Ed ecco infine il terzo e conclusivo botto: la sala è ormai piuttosto allegramente indisciplinata dopo questa entusiasmante carrellata di vini 😛 , ma Pietro Cirio (dell’azienda Pianbello di Loazzolo) riconquista l’attenzione raccontandoci la sua passione per il moscato, per il marin che soffia sulle ripide e selvagge rocche della Langa Astigiana e di Loazzolo in particolare, dove ginestre e macchie di rosmarino ricordano che il mare è vicino. E non è un caso che oltre al Moscato tappo raso, proprio qui quest’uva meravigliosa sappia raggiungere vette di concentrazione uniche nel Loazzolo DOC, un vendemmia tardiva tra i più preziosi d’Italia.
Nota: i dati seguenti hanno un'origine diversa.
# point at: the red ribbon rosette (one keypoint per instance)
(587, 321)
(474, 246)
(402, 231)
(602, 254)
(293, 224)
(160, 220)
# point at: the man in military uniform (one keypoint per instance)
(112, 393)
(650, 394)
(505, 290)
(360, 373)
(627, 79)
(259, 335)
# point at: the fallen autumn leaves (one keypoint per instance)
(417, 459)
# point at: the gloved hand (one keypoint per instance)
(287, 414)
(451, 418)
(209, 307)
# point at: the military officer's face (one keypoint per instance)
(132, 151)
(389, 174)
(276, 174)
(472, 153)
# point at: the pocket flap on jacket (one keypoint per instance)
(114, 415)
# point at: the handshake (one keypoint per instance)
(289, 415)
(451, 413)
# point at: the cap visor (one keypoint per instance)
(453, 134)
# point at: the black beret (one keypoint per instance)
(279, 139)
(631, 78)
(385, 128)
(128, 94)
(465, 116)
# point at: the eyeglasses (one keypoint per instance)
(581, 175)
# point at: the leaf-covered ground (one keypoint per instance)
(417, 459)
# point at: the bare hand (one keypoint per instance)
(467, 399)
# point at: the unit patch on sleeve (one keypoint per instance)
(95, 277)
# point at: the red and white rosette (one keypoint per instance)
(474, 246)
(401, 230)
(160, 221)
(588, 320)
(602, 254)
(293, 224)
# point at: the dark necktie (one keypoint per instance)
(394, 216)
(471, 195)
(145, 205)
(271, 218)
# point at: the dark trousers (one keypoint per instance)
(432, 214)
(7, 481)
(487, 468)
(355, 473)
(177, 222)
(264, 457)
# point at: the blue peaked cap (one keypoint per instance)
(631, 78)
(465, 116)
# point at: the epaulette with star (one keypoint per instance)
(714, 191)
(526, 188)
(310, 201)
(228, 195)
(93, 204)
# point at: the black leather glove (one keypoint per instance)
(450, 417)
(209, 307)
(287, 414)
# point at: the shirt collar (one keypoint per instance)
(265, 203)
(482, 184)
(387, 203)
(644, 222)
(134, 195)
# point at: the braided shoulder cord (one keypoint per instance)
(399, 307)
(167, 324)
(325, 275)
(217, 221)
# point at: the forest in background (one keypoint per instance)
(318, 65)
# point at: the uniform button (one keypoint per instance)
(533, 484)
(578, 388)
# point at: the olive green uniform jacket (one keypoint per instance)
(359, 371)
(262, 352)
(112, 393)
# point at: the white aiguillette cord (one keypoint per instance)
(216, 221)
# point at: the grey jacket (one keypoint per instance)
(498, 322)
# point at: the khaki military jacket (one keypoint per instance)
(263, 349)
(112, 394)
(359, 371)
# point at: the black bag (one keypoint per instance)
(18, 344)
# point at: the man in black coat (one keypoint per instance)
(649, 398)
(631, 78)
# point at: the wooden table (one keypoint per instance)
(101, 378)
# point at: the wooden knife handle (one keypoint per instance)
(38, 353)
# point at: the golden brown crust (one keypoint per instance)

Moscato bianco di Canelli in purezza, vendemmia nel tardo autunno con resa 27,5 hl/ettaro e poi appassimento per 2 mesi su graticci di canne: alla fine di questo processo, l’uva viene diraspata manualmente (un processo certosino che dura alcuni giorni e impegna tutta la famiglia!) e poi pigiata, dopo di che inizia una lunghissima fermentazione in barrique e infine un invecchiamento di 2 anni di cui 1 in barrique. Appena questo nettare è nel bicchiere anche noi ululiamo di piacere come il lupo in etichetta (il lupo, feroce, furbo e nobile come dice Aristotele, è il simbolo dell’azienda e ricorda l’origine del nome di Loazzolo, cioè un luogo selvatico abitato dai lupi): l’annata 2008 del Loazzolo DOC Pianbè (di cui Pietro immola per noi le ultime sacre bottiglie!) si presenta di colore giallo dorato carico, al naso un’esplosione di albicocca appassita ma non troppo, di aromi varietali ancora freschi di moscato ma anche di confettura di fichi, di salvia, di spezie, davvero complesso; in bocca caldo (11,5° di alcool) e morbido, di dolcezza non stucchevole e spiccate acidità e sapidità che invitano a berne ancora e ancora… un perfetto equilibrio, senza dubbio uno dei migliori passiti della stagione alla Compagnia del Calice. L’annata 2010 è solo un filo più giovane e meno equilibrata, con la dolcezza leggermente dominante sulle altre componenti ma in un quadro di evoluzione promettente. Vino da dessert (noi lo abbiamo abbinato con una torta di nocciole della Pasticceria Ezio Denina di Villanova Mondovì) e da meditazione, ideale con la Robiola di Roccaverano e gli erborinati. Sicuramente un’ispirazione per una futura serata dei Nuovi Fermenti sui vitigni aromatici (e non solo!) della Langa Astigiana.
Tante emozioni davvero: ancora un grazie di cuore a Sergio, Paolo e Pietro per averle condivise con noi.
Arrivederci e ancora buona estate a tutti!